Application of maximum conventional interest rate for foreign currency transactions: new Supreme Court criterion
On September 25, 2023, the Supreme Court made a decision to accept the appeal on the merits, which revoked the judgment of January 2019 that was published by the 25th Civil Court of Santiago. The court had earlier rejected the claim made by Sociedad Agrícola Austral Berries Limitada against Banco Santander-Chile in case C-13,704-2017.
The claim was based on the excessive interest charged by Banco Santander on a loan agreement with the company. The loan amount was payable in dollars, and the debtor had to pay above the conventional maximum established in article 6° of Law No. 18,010 on money credit operations. The company demanded the return of USD 535.161,26, equivalent to 334,106,526 Chilean pesos, for amounts paid over the current interest.

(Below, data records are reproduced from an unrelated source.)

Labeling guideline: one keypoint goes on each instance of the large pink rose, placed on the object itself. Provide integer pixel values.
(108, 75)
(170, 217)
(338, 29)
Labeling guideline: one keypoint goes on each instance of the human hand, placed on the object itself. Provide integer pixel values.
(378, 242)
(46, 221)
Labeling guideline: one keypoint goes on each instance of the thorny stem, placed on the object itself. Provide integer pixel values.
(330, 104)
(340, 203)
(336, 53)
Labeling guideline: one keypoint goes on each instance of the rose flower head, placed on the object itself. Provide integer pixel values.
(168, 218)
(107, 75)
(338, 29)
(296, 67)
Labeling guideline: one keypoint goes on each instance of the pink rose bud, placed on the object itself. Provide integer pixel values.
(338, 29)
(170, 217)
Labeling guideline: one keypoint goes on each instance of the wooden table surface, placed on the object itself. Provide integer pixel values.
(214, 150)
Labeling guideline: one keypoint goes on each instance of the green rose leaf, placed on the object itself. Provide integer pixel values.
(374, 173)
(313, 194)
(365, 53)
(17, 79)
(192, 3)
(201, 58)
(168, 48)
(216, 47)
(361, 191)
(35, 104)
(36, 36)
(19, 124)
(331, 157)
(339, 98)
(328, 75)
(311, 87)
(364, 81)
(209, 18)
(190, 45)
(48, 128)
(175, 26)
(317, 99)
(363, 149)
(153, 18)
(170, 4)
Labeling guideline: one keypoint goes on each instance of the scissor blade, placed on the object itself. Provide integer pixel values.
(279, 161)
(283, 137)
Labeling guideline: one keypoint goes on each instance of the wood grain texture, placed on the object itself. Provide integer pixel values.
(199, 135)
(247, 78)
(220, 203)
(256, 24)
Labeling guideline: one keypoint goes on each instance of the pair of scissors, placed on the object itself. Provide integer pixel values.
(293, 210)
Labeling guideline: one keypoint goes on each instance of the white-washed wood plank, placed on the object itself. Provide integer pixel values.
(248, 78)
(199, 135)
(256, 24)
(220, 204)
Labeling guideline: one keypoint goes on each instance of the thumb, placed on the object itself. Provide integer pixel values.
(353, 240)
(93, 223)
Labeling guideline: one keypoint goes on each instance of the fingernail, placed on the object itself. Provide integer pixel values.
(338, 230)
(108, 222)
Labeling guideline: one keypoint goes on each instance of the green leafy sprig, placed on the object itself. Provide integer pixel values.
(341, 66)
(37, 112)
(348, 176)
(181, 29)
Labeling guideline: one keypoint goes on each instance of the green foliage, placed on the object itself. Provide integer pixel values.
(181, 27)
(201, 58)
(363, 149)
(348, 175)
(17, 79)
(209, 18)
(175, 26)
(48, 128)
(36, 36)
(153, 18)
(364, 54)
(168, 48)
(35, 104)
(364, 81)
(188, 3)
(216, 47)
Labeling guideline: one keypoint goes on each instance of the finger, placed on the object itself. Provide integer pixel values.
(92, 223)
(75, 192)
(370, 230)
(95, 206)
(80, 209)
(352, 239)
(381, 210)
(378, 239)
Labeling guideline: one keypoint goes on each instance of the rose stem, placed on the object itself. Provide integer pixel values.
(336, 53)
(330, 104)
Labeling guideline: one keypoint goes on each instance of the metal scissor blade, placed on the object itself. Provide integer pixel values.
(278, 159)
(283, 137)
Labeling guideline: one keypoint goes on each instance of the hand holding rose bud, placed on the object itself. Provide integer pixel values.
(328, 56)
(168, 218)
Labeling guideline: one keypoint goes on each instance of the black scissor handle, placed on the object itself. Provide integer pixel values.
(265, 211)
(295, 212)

The defendant, on the other hand, argued that the maximum conventional interest did not apply to the contract. The exclusion of letter b) of Article 5 of Law 18.010 stated that “There is no interest limit in the following money credit operations: b) Those agreed or expressed in foreign currency for foreign trade operations.” The defendant argued that the loan was not expressed in foreign currency but was a loan contract agreed in foreign currency. Therefore, it would constitute an international exchange transaction subject to the rules of the Compendium of International Exchange Regulations of the Central Bank. This compendium does not contemplate a legal limit on the fixing of maximum conventional interest. The Financial Market Commission (CMF) also does not report maximum conventional rates in this respect, and this contractual freedom is why interest for operations agreed in foreign currency can be determined at will.

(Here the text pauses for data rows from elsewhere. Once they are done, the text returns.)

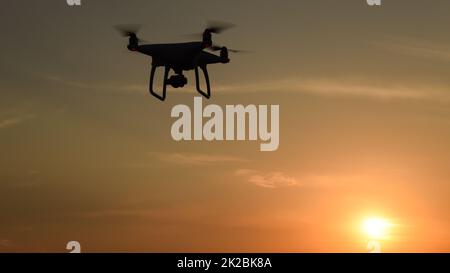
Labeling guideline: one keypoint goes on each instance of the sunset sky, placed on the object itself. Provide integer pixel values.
(86, 153)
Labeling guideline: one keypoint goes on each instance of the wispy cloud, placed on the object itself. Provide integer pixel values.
(12, 121)
(196, 158)
(346, 87)
(270, 180)
(424, 49)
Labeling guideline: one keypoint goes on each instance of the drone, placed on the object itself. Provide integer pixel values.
(180, 57)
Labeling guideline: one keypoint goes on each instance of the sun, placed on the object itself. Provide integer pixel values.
(376, 228)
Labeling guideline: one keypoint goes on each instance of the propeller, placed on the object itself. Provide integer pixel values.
(129, 30)
(217, 48)
(215, 27)
(218, 27)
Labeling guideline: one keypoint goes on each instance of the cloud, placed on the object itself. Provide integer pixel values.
(345, 87)
(196, 159)
(270, 180)
(12, 121)
(423, 49)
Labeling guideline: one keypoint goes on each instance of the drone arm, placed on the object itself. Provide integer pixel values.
(152, 76)
(197, 81)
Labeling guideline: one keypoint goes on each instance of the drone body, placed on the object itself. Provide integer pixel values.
(180, 57)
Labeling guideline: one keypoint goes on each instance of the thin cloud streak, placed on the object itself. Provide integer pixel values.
(270, 180)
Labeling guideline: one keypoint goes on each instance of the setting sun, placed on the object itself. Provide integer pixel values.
(376, 228)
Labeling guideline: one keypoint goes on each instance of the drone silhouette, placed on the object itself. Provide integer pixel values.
(180, 57)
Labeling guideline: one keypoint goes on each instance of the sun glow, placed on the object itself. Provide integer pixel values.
(376, 228)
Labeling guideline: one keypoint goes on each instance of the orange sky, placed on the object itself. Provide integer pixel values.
(86, 153)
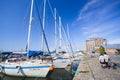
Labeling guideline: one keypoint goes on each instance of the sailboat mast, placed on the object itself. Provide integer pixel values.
(43, 25)
(29, 29)
(60, 33)
(55, 26)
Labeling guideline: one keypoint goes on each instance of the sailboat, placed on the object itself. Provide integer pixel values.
(60, 60)
(28, 68)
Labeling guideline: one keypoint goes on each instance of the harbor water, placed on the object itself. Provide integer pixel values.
(57, 74)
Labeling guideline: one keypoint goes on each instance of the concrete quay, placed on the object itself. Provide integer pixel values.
(90, 69)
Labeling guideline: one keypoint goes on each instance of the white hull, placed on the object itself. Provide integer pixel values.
(28, 69)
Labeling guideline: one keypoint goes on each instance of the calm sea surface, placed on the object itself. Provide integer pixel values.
(57, 74)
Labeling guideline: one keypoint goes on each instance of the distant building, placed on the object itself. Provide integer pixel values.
(112, 49)
(93, 44)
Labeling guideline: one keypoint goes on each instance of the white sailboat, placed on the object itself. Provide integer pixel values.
(60, 60)
(28, 68)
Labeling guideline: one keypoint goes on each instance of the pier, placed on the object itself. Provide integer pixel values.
(90, 69)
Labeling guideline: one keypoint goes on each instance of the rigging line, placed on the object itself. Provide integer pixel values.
(51, 8)
(43, 30)
(67, 39)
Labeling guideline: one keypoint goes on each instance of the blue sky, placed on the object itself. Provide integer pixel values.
(86, 19)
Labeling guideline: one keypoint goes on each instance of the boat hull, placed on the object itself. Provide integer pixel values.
(28, 69)
(61, 63)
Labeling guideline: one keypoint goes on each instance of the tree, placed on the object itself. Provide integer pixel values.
(102, 50)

The Supreme Court established that, in this case, there was a limit to the interest that the parties could agree on because the loan was not granted for foreign trade operations. The promissory note also stated that it was a freely available loan. In this sense, it concluded that the interest limitation applies both to operations agreed and expressed in foreign currency and sanctioned the bank, in the application of Article 8 of Law No. 18,010, to reimburse the interest paid on the current draw for operations agreed in foreign currency, which the CMF shall determine.
Although court rulings may only have implications for the parties involved in a specific case, it is important to consider the impact on the financial market. This includes loans in foreign currency that have already been agreed upon and whose interest rates exceed the conventional maximum, as well as future loans.
Additionally, it is yet to be determined how the CMF (Chilean Financial Market Commission) will react when determining the applicable interest rate for such cases. It is also unclear whether they will include the current and maximum conventional interest rates for operations payable in foreign currency in their monthly reports, as they have not done so in the past.